The morning the paper carried an interview with another witness. The woman stated categorically the license plate number was H-I-1-T-1-7-A, and the truck company’s name was 5-Star Freight.
According to her, I was altogether wrong. The second character was an “I”, not a “1.” There was no “5” in the license plate; that came from the trucking company name. I wasn’t sure.

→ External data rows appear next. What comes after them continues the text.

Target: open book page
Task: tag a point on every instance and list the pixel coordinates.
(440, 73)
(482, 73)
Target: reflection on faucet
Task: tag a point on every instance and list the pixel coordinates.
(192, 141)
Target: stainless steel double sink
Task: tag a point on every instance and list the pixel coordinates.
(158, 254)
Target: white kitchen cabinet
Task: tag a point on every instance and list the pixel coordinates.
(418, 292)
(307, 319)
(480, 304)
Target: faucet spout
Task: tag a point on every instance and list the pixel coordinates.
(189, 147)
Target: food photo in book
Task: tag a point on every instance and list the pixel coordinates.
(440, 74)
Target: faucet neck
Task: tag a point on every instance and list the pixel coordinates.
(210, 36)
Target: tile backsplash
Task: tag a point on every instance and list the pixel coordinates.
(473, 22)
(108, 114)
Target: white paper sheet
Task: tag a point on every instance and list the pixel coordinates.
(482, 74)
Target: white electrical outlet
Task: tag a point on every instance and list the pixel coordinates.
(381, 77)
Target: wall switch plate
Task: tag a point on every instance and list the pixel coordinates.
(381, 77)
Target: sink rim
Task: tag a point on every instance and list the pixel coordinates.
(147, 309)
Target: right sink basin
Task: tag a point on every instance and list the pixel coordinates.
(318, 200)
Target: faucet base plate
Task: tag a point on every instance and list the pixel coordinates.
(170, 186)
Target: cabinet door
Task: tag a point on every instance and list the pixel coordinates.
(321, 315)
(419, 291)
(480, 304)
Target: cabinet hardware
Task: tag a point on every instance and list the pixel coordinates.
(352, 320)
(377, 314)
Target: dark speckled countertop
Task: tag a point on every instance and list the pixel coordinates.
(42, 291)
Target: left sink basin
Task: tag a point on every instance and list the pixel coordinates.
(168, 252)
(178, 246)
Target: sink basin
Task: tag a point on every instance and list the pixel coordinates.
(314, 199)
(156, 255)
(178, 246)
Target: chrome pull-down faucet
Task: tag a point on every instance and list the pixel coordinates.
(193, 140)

After three more sleepless nights and six more scribbled notebooks and no word from the police, I called them. I told the lieutenant I witnessed the so-called Miata Murders, as the press had dubbed them, and had important information.
“Yessir. What’ve you got for me?” The man sounded weary.
“I saw that Mack truck run over the Miata on Monday in Arlington.”
“Are you sure it was a Mack truck, sir?”
“Yeah,” I said. “I know what I saw.”
“But you called it a Mack truck. Mack is a truck brand like Ford and Chevy are car brands. There are others like Peterbilt and Kenworth. Are you sure you saw a Mack?”
“I don’t know the brand of the truck. I thought a Mack truck was a type of truck. Anyway, that doesn’t matter! I saw the license plate!”
“Did you write the number down?”
“Yes—sort of. I can’t remember it exactly, but it began with H, ended with A, and had a T in the middle.”
He thanked me and said that was consistent with other information they had from cell phone and CCTV videos at the scene. He wouldn’t tell me the exact license number. He said they had found the truck, and arrested the driver.
If they had all that, they didn’t need me, but I couldn’t let it go. I still couldn’t sleep, and I filled up more notebooks.
Five days following the accident, on Saturday, a friend picked Kathy up to go to their book club meeting.
I entered the garage, closed the doors, and opened the car windows. I sat in the driver’s seat and started the engine. Falling asleep wouldn’t take long, nor would the rest.
I left Kathy a note. She would be relieved. The note said to put H-I-1-T-1-7-A on my headstone. That way I couldn’t forget.
And I’d never have to ride in a car again.